On ne s’étonnera pas sans doute que nous ayons insisté sur cet épisode. Ce n’est pas ici un panégyrique, c’est une histoire. Il y a des devoirs de justice que l’historien ne saurait écarter. Quand une créature humaine a injustement souffert pendant sa vie, il ne faut pas permettre qu’elle soit calomniée après sa mort, et combien de lecteurs encore ne connaissent Favart et sa femme que par la correspondance de Grimm ! Maurice de Saxe, dans l’ivresse de sa passion, était capable de faire souffrir une femme et de la perdre ; une fois dégrisé, il honorait sa victime, et j’ose affirmer que, s’il eût connu les pages de Grimm, cette défense, en renouvelant ses remords, eussent soulevé son cœur d’indignation[1]. Il y a d’ailleurs autre chose dans cette aventure que l’aimable personne dont l’histoire vient de nous occuper. On parle souvent de la corruption des mœurs publiques au XVIIIe siècle, parce que l’on s’occupe seulement des classes qui étaient le plus en vue, de celles que le désœuvrement, joint à une culture raffinée, devait nécessairement pervertir ; on ne songe pas à la bourgeoisie, au tiers-état, à cette sève de la France qui devait s’épanouir avec tant de vigueur au soleil de 89. Ces existences laborieuses renfermaient des trésors d’honnêteté.
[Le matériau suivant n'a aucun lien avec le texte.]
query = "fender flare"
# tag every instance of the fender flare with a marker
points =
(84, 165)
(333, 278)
Une quarantaine d’années après la période où nous a conduits cette étude, un des soldats de la révolution, grand ami des girondins et leur compagnon sur l’échafaud, l’abbé Fauchet, qui eut parfois d’admirables éclairs au milieu de ses divagations mystiques, signalait éloquemment ce cœur de la nation où vivaient toujours, malgré tout, l’instinct religieux et le sentiment moral. « Vous croyez la religion ébranlée, s’écriait-il, parce qu’une petite et bruyante multitude de génies sans frein et d’hommes sans mœurs

  1. La lettre de Grimm ne fut écrite qu’en 1772, à l’occasion de la mort de Mme Favart.